Some times I am just AMAZED at how much libertarians have in common with a liberal democrat like me.


 
Written By: cindy bravo
URL: http://
US Federal Spending as a Percentage of GNP

Note both the post-depression and post-WWII trendline. It doesn’t appear that divided government has much of an impact on the long-term trends. I think our problems are more cultural than structural.

The chart comes from here.
 
Written By: Unknown
URL: http://
Well Libertarians ARE A LOT LIKE LIBERAL DEMOCRATS, that’s why? If you looked at their platform(s). And if you just believe in ending Welfare and Progressive Taxation and the end to Affirmative Action, and a reduction in the Federal Government by 50% or more you and they can be buddies!

But for the moment you don’t believe in that portion of their platform(s) do you? And you’ll note that the war on individualism DOES COME FROM THE LEFT, who practices "Identity Politics?" Who is it that passes Speech Codes and worries about "Hate Speech"?

And when did it become illegal to listen in on usama bin Laden calling into the US or to him when his call is routed thru the US? Oh and yes the government has ALWAYS had the right to stick you into the "clink" w/o benefit of a judge, its called being a Prisoner of War (Admittedly Padilla’s case made for some uncomfortable moments on the Right as well).

As to Hillary, wh is it that doesn’t like girls in your post... it ain’t the Right, as you’ll note our support and love for Thatcher and Condi, of course to Liberal Democrats they may not be "authentic" women, that is to say, Left-leaning Democrats.
 
Written By: Joe
URL: http://
Well sure Cindy, libertarians have some things in common with liberal democrats because liberal democrats are in favor of some freedoms and some minimal government. Now if they could just get off the guilt-driven, ends-justifies-the-forced-means, feel-good, everyone-is-a-victim-of-the-white-man train we’d really be in synch.
 
Written By: Unknown
URL: http://
But for the moment you don’t believe in that portion of their platform(s) do you? And you’ll note that the war on individualism DOES COME FROM THE LEFT, who practices "Identity Politics?"
The Right. Indeed, that’s the point of this post, isn’t it? After all, Bush is identified as and identifies himself as a Christian, specifically a born-again one. Indeed, his most ardent followers believe in him because he identifies with their faith - a group faith. A faith they share. A faith they identify with. The ultimate in identiy politics.

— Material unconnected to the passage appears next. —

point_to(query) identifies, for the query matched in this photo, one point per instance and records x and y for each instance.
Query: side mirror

There was a story recently on NPR that focused on social conservatives in Florida. To a person, each one admired Bush and held him in high esteem not because of his policies, but because of his faith. It was really interesting to listen to the persons they interviewed. It was almost as if Bush’s policies were meaningless. (With the exception of abortion and homosexuality.) His competence too. These folks simply didn’t care. They trusted Bush to do the right thing because he was a member of their tribe, i.e., evangelicals. Whatever Bush was for, they were for. Why? Because he shared their faith. He could identify with them and they with him.

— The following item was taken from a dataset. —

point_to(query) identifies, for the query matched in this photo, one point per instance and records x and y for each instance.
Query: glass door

In fact, you have to admire Bush on that score. He has cornered the market on identity politics. Identity politics plays on the view that a group has of itself - that the group are members of a repressed minority that has been socially or politically disenfranchised or marginalized. Bush plays on the views of Red Staters and Social Conservatives and Evangelicals. They view themselves as being oppressed by the coastal elites, Hollywood, gay people, and university professors. Bush (and the GOP more generally) has somehow managed to convince people that he is one of them, he identifies with them, and that he will free them from their oppression. (Indeed, that is what happened in 2004 - all those oppressed religious conservatives were called to the poll to stem the gay onslaught.) It is an amazing sleight of hand, considering Bush comes from perhaps one of the most blue-blooded families in America - one based in the liberal, coastal Northeast.

Bush is actually the ultimate "tribalist" - he has no overarching political philosophy, at least not in the traditional sense. He will do whatever he can to reward the groups that support him and punish those that don’t. That is his philosophy, if you can call it that. Calling him a Christian Socialist is just a shorthand.